Grind também é alegria!
A agonia sonora transmite uma identificação sem palavras; o tremor do corpo diz por si só. Sensações talvez estranhas e inusitadas quando ditas fruto de vozes caóticas e indecifráveis, se julgadas consequência da intensidade que uma simples (não que isso seja pouco, porque não é) banda pode transmitir. É uma perspectiva completamente pessoal, mas forço o questionamento a quem já viu de perto: como explicar o DER?
DER, Verdurada, 2009.
Pra muita gente é só barulho, pra outros tantos é uma máquina humanamente desumana de produzir blast beat, mas pra mim soa próximo da agonia e do espasmo que as cicatrizes da vida espalham pelo corpo de quem sofre, seja lá qual for a dimensão ou o porquê do seu sofrimento. Não é só a explosão de decibéis, não é só velocidade, não são só quatro amigos querendo tocar rock; é um grito agonizante que clama por justiça e igualdade, mas, por entender a deplorável natureza humana, não espera absolutamente nada em troca. “O que fazer? O que fazer? Com nós mesmos, o que fazer?”, são as frases que desfecham a música “Mar de Pequenas Cobras”, um tiro sobre a angústia que a insegurança e a falta de perspectiva trazem a quem estagnou pela sucessão de memórias amargas. E olha que nem é preciso entender a letra pra se dar conta disso; quem já viu ao vivo que diga, o quão comovente é a “performance” espontaneamente doentia, asfixiante, negativa, densa e terrivelmente introspectiva do vocalista Thiago Nascimento, e que diga mais, sobre o quanto essa vista é impactante e pesada. Não agrada, não faz rir (talvez o cofrinho te faça, mas isso é o de menos), te agride e faz pensar sobre o que ocupa aquela mente enquanto dominada por um microfone na mão. A personificação da raiva de espírito e mais um pouco é o meu palpite.

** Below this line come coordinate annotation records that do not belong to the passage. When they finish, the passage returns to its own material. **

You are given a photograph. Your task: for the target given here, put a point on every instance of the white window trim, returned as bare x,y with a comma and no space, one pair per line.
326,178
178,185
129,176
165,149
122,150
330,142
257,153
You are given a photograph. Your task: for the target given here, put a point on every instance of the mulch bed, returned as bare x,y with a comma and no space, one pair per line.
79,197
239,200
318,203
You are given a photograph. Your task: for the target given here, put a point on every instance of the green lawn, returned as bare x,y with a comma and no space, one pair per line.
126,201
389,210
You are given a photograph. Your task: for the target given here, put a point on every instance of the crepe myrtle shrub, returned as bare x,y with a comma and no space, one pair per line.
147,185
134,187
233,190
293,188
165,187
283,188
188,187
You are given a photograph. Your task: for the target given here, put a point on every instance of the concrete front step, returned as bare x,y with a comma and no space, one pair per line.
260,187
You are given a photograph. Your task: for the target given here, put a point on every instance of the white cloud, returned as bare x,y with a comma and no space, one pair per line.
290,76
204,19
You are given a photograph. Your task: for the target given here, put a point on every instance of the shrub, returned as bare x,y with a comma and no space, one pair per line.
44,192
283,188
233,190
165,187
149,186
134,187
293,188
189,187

Já presenciei o espetáculo do horror por 5 vezes, e é sempre o mesmo sentimento indecifrável, a mesma loucura transbordando em choro, arrepios e mais arrepios. Outro agravante (e que agravante!) é a presença do Barata, o que não desvaloriza os outros três mas sobressai porque é o maior prazer do mundo ver o cara tocar. É um show a parte, estimula meu misto de prazer com desconforto, porque é tanta coisa feita com uma dimensão de técnica e facilidade que espanta. Nesses 5 que vi fui dar um aperto de mão no cara, sempre com aquela impressão meio demente de “caralho, esse sujeito é de verdade?”, e não só era, como se mostrava muito humilde e tranquilo. Gente da gente.

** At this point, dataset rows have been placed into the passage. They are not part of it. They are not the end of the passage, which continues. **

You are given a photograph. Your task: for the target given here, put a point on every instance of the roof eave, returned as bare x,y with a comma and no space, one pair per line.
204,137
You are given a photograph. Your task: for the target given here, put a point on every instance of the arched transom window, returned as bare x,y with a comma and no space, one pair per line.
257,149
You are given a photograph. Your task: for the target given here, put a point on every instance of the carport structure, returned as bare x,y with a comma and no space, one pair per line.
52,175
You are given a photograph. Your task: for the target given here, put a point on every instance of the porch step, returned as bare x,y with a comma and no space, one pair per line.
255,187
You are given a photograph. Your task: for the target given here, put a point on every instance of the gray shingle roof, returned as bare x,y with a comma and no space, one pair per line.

Bom, toda excreção de sentimento por uma banda de barulheira tem motivo: ouvi mais cedo, umas três vezes seguidas, o lado do DER no split com o Aberrant. Já havia ouvido uma vez, mas acho que não tava no clima pra perceber a dimensão do problema. Escrevo besteira como desabafo, um desabafo de gratidão que não chega o mínimo à altura do que essa banda simboliza pra mim, mas que é o meu único meio de dizer um muito obrigado com mais intensidade e afeto. “Quando a esperança desaba” foi um disco que mudou minha vida, assim como ver o DER ao vivo também mudou muita coisa em mim, desde o Júlio baterista até, principalmente, o Júlio pessoa. Odeio ter que trabalhar, odeio servidão, odeio ter que sofrer e odeio ter que lutar contra tudo isso sem muita perspectiva, mas agradeço pelo prazer ao ódio que sinto quando escuto/presencio algo tão intenso assim.